Another option is to go the envelope budgeting route, which requires that you designate one envelope for all of your spending categories and add a certain amount of cash into each envelope based on how much you want to allow yourself to spend within that category for the month. This can be incredibly effective, but it does require that you carry around cash (which may not be ideal for online shopping or shopping at stores that don’t accept cash. However, you may be able to alter this method to make it more digital-friendly by creating separate subaccounts for your spending categories. 

Frequently asked questions

Why should I create a budget?

A budget is a great idea for a lot of reasons. It helps you control your spending, save for the future, manage your income, and prepare for emergencies. With a budget, you can avoid overspending and accumulating debt. 

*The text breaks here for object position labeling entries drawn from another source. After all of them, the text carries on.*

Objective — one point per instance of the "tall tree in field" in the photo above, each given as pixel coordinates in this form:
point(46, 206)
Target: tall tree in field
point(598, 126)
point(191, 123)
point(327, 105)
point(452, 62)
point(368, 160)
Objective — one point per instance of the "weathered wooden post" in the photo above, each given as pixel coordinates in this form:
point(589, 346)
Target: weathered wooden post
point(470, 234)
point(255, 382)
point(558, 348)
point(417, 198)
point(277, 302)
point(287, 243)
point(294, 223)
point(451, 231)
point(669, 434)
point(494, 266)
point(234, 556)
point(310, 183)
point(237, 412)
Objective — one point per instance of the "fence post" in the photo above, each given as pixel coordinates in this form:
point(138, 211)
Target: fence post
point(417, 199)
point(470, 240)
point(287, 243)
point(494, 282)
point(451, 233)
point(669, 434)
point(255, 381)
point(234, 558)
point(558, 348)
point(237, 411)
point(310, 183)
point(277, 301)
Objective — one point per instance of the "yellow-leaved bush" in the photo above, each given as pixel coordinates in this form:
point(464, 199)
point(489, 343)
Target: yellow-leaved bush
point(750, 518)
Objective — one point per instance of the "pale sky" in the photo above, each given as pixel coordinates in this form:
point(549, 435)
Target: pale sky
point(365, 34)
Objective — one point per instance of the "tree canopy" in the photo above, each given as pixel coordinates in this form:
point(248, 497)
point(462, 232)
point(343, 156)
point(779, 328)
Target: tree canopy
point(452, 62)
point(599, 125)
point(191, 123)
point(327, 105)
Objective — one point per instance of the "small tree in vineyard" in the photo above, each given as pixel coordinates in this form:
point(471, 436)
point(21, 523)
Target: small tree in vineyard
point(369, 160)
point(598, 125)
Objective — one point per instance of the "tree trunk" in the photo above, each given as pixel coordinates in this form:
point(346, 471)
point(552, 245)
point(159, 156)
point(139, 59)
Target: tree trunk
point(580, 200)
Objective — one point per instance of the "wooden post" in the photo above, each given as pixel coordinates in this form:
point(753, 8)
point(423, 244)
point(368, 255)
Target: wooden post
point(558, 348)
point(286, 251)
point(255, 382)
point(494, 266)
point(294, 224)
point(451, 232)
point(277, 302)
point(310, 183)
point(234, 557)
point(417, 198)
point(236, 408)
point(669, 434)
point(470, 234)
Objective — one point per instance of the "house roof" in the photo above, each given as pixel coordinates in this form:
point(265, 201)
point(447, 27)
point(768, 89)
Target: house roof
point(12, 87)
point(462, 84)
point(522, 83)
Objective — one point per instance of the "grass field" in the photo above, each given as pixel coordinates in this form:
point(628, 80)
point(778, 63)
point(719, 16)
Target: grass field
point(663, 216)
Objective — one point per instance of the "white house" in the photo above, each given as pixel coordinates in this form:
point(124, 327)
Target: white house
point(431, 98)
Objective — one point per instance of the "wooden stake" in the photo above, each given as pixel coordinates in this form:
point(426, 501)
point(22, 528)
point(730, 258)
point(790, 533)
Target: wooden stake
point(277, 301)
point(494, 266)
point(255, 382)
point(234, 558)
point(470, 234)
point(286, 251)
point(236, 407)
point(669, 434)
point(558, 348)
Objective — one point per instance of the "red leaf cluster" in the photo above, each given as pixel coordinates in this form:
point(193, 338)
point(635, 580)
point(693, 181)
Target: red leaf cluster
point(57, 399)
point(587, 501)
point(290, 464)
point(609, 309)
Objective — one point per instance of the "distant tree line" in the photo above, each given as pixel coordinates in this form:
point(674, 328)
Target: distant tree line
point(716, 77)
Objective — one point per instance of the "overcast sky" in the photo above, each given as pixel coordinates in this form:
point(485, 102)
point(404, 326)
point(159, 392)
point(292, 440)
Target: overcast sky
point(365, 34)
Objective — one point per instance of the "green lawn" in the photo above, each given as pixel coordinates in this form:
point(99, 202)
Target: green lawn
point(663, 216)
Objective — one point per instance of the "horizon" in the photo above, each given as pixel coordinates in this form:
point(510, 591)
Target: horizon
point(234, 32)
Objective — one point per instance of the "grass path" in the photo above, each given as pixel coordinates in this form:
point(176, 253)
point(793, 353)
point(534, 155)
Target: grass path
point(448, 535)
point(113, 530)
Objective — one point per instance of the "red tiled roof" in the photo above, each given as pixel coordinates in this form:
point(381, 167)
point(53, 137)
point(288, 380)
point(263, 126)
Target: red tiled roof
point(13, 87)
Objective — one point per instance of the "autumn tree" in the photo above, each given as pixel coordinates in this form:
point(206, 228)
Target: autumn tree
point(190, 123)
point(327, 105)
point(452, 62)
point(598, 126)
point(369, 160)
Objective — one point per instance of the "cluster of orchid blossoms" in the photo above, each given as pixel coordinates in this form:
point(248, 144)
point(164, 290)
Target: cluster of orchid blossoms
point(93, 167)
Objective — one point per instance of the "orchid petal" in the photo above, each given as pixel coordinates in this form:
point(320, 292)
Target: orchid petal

What is the best budgeting app?

The best budgeting app is the one you’ll actually use. Consider not only your personality type but also what your goals are. If you are super analytical and love to have access to every data point possible, something like YNAB is an excellent choice. But if you’re the type of person who gets overwhelmed with too much information, it could be a frustrating choice for you, and you might find more success with a budget like 50/30/20 instead, which gives more of a macro perspective than a micro one.

Is there a free budgeting app?

There are countless budgeting apps available for free download on the App Store and Google Play. However, account features vary from platform to platform, and some basic or free versions of budgeting apps have limited capabilities. 

Are budgeting apps safe?

Budgeting apps all take different approaches to protecting your data and privacy. To vet whether your information is safe properly, take some time to read the app’s privacy and security terms and determine whether the app offers any kind of multifactor authentication (MFA) or data encryption. 

What information do I need to create a budget?

This will depend on how detailed you want your budget to be but start by having all of your most recent bank statements on hand, access to your credit card statements, loan statements, pay stubs, and regular household bills.

Our methodology 

The Fortune RecommendsTM team compared more than 15 budgeting apps to help you find the best platform for your needs. To come up with our final list, we ranked the best apps and exchanges in the following categories and weighted each category as outlined in the percentages below:

  • Annual cost (15%): Apps that with a lower membership cost or discounts available ranked higher on our list. 
  • Mobile app availability and rating (15%): We calculated the average mobile application rating for each budgeting app using ratings from the App Store and Google Play. We rewarded apps that had a higher average mobile application rating, and deducted points if an app was iOS- or Android-exclusive.
  • Security or privacy features (10%): Budgeting apps that offered multi-factor identification, have an encrypted network, or offered other security features were awarded extra points. 
  • Desktop version (5%): Budgeting apps that offered desktop or browser versions of their software (in addition to the mobile platform) for users who prefer the option to budget from their computers received a higher score. 
  • Account integration capabilities (25%): Budgeting apps that allow users to link bank accounts, credit cards, or other financial accounts within the app received an additional point. 
  • Categorized expenses (20%): We favored apps that categorized users’ expenses into different spending categories within the app and allowed users to personalize their spending categories. 
  • Sharing capabilities (10%): Budgeting apps that allowed users to add multiple users to the same budget earned an additional point. 

We think that the best apps are free or low-cost, have higher app ratings, allow users to budget from various devices, link their financial accounts, and securely share their budget with others. The features, costs, and fees associated with these apps are subject to change.